There is no first moment when we are in possession of an intelligent capacity, no moment when we could first read and write,Footnote 38 no moment when we are first temperate or dishonest. It is not possible even to divide all our bodily movements without remainder into those we make on purpose and those that are reflex actions or accidental. But an adult can still say ‘I can read now’ or ‘I certainly did that of my own free will.’

Continuity may be seen also in spiritual development. The Old Testament prophets thought that the Jews, with their God-given laws and customs, stood to other nations as domesticated plants and animals to wild ones. Domestication is a protracted process, and there is no discontinuity between wild plums or grapes and cultivated ones. Living together with respect for Mosaic Law enhanced capacities the Jews, like other people, first developed partly as individuals striving to survive. Laws and social customs also interact with the dispositions we acquire to feel concern for others and to have regard to their interests.

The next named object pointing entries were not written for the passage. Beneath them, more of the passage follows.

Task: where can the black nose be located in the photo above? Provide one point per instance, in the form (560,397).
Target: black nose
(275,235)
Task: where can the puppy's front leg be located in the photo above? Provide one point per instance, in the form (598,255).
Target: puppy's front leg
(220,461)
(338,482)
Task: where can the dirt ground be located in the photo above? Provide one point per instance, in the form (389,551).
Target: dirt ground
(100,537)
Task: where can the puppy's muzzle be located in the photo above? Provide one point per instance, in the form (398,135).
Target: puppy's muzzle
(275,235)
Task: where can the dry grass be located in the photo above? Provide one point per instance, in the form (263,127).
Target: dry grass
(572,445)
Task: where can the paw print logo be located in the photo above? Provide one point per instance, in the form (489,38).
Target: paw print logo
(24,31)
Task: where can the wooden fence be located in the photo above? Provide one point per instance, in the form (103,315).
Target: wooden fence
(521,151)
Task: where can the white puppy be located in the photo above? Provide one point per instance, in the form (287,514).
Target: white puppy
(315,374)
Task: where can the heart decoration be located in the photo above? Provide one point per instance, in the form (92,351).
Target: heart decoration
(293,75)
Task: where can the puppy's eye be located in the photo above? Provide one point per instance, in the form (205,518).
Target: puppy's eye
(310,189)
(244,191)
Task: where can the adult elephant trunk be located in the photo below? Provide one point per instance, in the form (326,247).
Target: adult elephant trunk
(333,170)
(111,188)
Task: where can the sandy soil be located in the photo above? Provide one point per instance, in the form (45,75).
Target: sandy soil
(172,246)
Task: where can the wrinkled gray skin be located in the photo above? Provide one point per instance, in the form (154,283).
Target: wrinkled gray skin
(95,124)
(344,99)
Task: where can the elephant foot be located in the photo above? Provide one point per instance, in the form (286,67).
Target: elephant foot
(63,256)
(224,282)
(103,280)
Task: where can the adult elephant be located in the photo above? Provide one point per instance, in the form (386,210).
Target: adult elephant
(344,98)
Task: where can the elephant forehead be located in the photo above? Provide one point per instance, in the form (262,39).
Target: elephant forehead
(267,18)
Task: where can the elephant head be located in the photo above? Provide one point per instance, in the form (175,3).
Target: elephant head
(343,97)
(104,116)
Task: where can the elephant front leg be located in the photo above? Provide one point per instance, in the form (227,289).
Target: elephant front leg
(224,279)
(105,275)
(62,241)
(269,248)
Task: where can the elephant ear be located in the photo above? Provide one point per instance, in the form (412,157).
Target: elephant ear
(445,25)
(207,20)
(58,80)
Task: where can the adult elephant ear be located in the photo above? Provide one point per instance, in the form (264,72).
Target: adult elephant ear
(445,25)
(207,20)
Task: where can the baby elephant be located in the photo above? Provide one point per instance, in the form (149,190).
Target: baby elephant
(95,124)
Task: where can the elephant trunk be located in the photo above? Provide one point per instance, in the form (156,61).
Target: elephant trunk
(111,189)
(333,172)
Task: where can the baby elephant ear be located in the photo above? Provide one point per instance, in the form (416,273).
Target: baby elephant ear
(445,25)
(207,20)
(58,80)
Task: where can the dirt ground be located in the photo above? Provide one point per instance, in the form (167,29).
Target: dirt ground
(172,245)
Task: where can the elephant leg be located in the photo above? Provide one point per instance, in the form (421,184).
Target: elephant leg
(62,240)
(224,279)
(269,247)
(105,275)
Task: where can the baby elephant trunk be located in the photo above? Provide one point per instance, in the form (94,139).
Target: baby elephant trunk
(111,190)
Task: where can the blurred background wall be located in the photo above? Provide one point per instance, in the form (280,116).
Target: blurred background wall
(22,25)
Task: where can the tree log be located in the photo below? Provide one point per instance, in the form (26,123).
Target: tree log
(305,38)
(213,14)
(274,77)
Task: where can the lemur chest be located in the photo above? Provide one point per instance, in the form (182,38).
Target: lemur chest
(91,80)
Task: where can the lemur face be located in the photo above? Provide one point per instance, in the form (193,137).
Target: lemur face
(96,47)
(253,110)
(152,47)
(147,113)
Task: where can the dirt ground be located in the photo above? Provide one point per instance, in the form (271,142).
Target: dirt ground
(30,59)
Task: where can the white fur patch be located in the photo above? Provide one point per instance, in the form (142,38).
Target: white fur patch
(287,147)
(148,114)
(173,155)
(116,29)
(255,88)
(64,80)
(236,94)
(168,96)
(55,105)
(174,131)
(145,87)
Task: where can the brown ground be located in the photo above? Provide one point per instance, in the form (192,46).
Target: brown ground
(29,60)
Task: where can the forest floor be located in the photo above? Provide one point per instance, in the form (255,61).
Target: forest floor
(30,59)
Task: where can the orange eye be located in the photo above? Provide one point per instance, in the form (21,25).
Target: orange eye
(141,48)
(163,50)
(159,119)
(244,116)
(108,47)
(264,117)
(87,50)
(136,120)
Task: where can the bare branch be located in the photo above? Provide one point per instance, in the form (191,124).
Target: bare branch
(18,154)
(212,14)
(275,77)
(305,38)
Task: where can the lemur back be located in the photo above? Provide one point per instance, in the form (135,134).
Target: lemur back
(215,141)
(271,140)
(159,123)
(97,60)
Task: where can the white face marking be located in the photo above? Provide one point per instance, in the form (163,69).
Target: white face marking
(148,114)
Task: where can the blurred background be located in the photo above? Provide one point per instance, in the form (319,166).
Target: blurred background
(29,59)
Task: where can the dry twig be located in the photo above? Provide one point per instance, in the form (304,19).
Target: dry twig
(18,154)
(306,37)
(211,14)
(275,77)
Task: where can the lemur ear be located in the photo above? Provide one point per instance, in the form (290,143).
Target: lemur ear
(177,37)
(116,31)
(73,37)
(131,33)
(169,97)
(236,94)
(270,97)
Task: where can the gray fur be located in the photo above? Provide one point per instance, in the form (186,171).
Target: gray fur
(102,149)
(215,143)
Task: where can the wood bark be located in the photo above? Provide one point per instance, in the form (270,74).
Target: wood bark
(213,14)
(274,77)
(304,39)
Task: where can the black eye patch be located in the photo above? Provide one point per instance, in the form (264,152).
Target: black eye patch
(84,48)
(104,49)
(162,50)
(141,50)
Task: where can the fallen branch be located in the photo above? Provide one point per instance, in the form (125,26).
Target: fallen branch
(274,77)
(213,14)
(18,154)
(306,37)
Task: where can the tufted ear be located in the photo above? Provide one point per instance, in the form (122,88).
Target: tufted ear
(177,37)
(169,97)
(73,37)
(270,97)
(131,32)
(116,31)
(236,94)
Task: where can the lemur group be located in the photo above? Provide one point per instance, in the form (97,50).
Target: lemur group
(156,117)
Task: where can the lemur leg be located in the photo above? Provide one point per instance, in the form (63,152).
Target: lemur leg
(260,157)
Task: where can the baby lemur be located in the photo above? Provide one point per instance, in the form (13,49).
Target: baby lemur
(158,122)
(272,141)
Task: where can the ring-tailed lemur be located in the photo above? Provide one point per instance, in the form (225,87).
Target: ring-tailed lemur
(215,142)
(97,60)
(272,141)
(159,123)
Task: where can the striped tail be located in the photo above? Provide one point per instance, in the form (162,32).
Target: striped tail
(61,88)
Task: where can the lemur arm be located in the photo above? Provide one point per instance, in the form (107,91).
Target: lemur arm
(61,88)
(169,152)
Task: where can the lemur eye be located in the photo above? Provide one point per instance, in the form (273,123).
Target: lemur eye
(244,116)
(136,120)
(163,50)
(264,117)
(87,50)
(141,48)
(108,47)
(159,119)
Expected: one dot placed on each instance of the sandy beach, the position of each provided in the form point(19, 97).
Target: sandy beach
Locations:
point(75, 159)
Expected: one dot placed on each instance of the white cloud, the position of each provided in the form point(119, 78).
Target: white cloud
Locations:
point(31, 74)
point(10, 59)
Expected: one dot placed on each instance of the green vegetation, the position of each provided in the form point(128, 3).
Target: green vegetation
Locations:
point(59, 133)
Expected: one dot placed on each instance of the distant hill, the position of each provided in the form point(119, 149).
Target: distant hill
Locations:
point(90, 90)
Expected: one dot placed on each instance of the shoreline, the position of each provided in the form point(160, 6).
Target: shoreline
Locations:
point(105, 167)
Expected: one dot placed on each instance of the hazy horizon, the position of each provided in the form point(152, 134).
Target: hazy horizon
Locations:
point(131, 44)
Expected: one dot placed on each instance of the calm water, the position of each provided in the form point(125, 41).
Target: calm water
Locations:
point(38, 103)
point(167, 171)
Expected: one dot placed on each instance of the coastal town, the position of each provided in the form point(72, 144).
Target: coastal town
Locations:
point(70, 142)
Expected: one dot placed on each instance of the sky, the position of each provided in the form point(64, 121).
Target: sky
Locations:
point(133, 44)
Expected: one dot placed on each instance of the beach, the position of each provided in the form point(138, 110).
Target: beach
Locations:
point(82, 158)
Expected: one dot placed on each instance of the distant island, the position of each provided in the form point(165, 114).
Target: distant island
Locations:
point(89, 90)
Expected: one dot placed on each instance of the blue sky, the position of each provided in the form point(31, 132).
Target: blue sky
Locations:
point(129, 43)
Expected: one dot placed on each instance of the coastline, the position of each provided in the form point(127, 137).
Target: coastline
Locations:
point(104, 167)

Our own priests at Mass when preparing the chalice say the prayer: ‘God, you created human nature in marvellous dignity and you still more marvellously reformed it: grant to us, through the mystery of this water and wine, some part in the divinity of Him who came in His goodness to share in our humanity.’Footnote 39 This divinization goes beyond the effect of good laws, but it too is a gradual affair. It comes about, we are taught, through receiving the sacraments and sharing in the life of the society of which Christ is the head, and also through extending disinterested love for our neighbours (human and non-human) to disinterested love of God. And the more God becomes incarnate in us, the less we require material constituents, since there are none in God.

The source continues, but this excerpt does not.